Do not hunch over lunch

Chennai: Eating at your desk is a no-no, confirms a recent survey. You are likely to eat a wrap or a roll – and how many veggies can those hold? Put that spread sheet away when you eat. You will return to it, more productive.

 
The statistics are clear: 
37 per cent Indians spend four or five days a week lunching at their desk, making India the second highest desk-eating lunch country after Taiwan, says a new survey conducted among 5,500 workers in 11 Asia-Pacific markets in the age group 18 - 60 years. The survey also highlights that the average time spent at the desk is 67 per cent (that is, six to nine hours) and 17 per cent (10-12 hours), with women more likely to come in the first category. Doctors warn that spending long hours at the desk without a break may lead to a number of complications - from obesity to excessive stress and poor eating habits. A tight work schedule might leave you with just 10-15 minutes at your disposal for a lunch break. And, when you choose to work while eating to save time, you may succeed in the mission, but it results in a number of adverse effects on your health, warn experts. The survey added that 63 per cent Indian corporates say they can’t exercise or stretch at work due to lack of time.
 
Stress affects food intake:  
Dr Dharini Krishnan, Consultant Dietician, says, “Your mind is at work and not concentrating on food. So, you are going to eat less or more.” She adds that when one is eating too fast, one is not listening to the satiety signals in the brain. She points out that eating fish and getting emotional can make one choke on it.  Dr Krishnan also says that eating at the desk influences the choice of food one makes. “The moment I decide to eat at the desk, then this is going to decide what to eat for lunch. You can’t have a dhal; you end up eating sandwiches and rolls. How much vegetable can you pack in your rolls,” she says.
 
Postural imbalance: 
While obesity and stress have been discussed as one of the biggest repercussions of spending long hours at the office desk, the implications this has on bone and joint health are equally important, says Dr Dobson Dominic, Medical Director, S10 Health Sports Lounge. He adds, “Postural imbalance is a huge concern as well. This affects bone and joint health, which is known as a silent killer.” Long hours at the desk can lead to secretion of stress hormones that store fat, apart from known
 
Workplaces must be fitness-regimen friendly: 
Dr Dominic adds that the role of ergonomics and moving around is huge and that organisations should integrate fitness into the daily routine for the benefit of employees.
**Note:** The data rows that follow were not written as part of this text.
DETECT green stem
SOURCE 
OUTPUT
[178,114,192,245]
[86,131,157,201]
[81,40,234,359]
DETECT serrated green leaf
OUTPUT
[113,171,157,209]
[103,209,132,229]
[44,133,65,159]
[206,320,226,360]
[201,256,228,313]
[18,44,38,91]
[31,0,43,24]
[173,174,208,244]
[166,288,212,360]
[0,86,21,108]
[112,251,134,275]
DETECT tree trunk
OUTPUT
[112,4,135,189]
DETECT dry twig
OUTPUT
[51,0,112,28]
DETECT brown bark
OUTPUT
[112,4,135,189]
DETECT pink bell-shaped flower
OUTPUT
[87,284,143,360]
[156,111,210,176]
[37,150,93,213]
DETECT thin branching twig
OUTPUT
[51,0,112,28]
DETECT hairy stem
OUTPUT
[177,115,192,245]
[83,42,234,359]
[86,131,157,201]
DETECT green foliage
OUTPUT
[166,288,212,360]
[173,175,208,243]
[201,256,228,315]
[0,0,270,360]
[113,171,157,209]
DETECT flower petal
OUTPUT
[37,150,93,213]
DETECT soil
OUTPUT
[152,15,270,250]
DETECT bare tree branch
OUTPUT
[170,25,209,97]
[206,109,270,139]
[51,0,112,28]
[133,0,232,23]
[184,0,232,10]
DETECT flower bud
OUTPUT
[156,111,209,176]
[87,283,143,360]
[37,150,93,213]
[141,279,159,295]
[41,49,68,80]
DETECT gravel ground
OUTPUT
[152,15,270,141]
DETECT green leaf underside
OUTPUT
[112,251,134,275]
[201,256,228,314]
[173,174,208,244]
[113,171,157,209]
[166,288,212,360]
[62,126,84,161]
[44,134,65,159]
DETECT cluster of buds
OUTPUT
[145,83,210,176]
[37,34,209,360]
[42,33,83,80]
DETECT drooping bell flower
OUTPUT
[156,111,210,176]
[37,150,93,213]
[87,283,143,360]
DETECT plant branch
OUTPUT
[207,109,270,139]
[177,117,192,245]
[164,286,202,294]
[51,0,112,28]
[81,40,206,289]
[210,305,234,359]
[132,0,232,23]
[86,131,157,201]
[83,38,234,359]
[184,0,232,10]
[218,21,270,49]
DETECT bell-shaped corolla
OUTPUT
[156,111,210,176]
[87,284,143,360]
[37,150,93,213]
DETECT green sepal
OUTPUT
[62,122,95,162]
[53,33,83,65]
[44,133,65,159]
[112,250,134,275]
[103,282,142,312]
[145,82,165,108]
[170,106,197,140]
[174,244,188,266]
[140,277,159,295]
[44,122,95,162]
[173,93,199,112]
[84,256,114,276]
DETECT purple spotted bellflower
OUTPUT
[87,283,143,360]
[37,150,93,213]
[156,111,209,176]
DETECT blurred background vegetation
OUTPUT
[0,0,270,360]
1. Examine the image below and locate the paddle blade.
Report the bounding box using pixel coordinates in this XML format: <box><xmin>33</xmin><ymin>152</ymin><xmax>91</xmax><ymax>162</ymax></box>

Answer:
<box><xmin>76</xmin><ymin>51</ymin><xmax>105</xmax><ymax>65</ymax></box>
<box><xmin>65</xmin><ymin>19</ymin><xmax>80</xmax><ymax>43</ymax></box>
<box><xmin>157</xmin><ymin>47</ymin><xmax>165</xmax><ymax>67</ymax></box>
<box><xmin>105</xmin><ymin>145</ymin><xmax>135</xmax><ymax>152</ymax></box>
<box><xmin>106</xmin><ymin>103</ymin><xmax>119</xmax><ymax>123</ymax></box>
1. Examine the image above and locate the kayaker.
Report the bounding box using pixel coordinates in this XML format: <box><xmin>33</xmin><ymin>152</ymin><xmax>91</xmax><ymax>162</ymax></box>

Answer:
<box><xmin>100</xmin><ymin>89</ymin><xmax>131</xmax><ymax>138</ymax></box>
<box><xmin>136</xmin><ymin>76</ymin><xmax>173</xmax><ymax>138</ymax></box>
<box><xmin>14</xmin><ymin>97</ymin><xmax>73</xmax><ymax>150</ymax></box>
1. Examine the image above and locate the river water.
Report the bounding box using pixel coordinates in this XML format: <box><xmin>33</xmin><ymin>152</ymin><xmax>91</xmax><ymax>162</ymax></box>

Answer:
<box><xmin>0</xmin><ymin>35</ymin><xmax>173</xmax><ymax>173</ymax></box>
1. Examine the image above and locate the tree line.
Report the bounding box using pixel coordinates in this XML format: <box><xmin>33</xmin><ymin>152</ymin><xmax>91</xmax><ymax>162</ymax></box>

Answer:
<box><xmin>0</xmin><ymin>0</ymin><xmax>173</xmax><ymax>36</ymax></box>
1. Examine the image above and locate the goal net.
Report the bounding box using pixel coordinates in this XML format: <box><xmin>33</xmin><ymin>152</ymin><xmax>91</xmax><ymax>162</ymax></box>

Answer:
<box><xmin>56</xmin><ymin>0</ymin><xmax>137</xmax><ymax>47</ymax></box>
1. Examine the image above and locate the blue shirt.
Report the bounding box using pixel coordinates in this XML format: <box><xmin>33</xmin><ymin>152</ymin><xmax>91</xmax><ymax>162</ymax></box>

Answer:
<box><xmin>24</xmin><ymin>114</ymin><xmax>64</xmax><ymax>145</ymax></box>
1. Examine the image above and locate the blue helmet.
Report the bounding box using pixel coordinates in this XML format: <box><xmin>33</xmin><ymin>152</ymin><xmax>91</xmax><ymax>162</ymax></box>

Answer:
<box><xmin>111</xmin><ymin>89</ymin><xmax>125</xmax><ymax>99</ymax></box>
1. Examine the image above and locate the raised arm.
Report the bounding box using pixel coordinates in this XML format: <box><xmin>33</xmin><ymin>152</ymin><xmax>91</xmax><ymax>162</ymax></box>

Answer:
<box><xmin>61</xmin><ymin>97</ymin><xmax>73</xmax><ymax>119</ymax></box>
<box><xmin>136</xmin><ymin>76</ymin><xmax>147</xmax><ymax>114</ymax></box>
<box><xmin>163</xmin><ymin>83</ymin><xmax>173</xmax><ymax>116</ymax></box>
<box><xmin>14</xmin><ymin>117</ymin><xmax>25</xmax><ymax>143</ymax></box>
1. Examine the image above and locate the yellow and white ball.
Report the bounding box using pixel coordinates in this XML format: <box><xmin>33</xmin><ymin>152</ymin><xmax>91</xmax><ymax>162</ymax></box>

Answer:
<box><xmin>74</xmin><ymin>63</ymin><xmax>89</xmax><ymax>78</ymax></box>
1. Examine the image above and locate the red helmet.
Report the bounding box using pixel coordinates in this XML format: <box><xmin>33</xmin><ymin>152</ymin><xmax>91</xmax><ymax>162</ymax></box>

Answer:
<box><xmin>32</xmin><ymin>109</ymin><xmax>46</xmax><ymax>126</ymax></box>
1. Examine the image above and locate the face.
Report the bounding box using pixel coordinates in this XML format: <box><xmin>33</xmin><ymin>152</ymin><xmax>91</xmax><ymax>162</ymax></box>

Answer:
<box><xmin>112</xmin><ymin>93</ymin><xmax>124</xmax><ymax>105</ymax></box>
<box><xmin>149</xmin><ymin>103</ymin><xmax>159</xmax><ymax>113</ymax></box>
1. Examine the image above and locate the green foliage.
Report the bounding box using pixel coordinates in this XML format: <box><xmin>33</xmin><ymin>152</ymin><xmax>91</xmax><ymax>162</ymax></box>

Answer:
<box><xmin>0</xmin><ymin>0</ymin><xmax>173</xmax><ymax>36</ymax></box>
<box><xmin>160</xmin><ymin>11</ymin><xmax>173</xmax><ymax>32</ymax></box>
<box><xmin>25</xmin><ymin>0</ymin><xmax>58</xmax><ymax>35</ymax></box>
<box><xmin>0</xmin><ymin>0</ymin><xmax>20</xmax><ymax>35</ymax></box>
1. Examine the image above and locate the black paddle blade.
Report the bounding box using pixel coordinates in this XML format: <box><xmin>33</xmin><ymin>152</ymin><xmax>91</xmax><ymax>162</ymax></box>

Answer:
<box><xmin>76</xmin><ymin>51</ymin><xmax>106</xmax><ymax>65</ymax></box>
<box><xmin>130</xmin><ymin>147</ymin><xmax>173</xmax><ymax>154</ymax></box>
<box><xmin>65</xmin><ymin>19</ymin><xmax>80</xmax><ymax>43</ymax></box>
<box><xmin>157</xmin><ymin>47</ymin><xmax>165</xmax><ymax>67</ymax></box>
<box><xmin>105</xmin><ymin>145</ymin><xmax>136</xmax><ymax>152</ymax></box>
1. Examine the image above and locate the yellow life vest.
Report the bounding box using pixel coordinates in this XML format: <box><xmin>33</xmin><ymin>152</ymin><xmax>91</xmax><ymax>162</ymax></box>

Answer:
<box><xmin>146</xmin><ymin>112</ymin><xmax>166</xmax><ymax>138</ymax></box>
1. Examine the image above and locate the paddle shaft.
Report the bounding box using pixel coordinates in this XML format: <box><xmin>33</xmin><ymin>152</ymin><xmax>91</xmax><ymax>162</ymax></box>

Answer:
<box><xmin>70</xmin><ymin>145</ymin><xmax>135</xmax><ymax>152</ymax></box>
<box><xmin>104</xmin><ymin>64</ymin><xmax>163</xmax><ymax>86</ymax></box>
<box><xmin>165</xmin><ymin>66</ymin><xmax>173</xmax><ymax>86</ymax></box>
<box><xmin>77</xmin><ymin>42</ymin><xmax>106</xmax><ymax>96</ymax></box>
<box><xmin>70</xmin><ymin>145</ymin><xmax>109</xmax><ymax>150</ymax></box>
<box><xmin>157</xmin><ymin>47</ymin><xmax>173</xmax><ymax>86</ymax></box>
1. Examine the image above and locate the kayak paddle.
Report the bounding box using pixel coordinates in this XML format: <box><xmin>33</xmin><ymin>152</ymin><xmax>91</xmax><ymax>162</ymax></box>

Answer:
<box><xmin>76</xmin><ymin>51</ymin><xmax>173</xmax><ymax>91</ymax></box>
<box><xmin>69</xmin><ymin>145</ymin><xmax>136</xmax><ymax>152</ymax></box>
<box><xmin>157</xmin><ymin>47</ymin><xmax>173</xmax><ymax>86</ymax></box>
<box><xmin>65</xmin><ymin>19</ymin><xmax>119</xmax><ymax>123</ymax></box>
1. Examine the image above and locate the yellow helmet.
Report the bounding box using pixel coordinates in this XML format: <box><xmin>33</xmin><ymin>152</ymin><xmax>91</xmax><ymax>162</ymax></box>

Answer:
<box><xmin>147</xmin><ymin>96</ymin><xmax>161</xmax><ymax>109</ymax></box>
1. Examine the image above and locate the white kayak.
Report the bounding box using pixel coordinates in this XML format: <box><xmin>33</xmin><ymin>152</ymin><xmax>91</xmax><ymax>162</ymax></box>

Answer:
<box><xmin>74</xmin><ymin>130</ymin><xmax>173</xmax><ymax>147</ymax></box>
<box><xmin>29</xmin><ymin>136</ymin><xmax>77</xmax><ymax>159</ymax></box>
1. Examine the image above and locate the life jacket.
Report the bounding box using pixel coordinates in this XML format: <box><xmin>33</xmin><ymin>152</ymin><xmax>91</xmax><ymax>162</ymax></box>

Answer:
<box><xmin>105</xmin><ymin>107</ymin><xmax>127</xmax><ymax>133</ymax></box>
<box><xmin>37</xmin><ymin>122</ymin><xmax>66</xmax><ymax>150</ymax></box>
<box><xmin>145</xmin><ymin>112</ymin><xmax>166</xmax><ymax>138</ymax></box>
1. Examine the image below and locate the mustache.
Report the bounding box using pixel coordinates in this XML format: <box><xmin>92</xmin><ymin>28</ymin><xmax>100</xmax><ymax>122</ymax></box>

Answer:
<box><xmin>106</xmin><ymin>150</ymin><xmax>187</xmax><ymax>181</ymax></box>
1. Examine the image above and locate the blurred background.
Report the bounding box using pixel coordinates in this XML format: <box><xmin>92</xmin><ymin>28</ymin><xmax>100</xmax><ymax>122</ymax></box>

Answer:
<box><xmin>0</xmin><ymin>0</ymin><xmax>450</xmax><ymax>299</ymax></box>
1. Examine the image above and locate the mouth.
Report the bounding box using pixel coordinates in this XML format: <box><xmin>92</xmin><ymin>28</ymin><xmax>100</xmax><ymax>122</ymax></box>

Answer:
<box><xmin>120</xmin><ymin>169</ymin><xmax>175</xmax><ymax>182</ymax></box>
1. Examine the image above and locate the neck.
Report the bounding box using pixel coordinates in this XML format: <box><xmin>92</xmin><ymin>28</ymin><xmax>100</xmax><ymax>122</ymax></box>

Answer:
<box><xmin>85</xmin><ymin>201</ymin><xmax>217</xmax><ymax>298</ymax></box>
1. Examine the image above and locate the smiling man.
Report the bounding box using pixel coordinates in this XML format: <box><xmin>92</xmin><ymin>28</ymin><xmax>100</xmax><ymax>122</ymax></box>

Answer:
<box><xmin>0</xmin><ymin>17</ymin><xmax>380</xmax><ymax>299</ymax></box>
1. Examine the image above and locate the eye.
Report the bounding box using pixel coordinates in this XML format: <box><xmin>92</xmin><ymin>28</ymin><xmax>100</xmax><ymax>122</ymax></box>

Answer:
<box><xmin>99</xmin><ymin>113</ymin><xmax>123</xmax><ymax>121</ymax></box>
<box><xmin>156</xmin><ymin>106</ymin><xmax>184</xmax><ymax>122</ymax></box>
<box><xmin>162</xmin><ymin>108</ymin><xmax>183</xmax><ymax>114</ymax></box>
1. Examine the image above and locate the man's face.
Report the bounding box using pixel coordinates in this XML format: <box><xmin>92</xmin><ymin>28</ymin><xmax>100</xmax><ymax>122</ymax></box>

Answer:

Sudharsan Rajagopalan, HR Recruiter, TCS-TAG, says, “Some of them have gyms and swimming pools, badminton courts, etc. This is for people who are interested, but what about those who don’t want to work out? There are frequent pop-ups for stretching out, monitors are programmed to black out to remind employees to stretch and relax. Most IT companies don’t allow employees to eat at their desks. Yet there are people who do it,” he adds.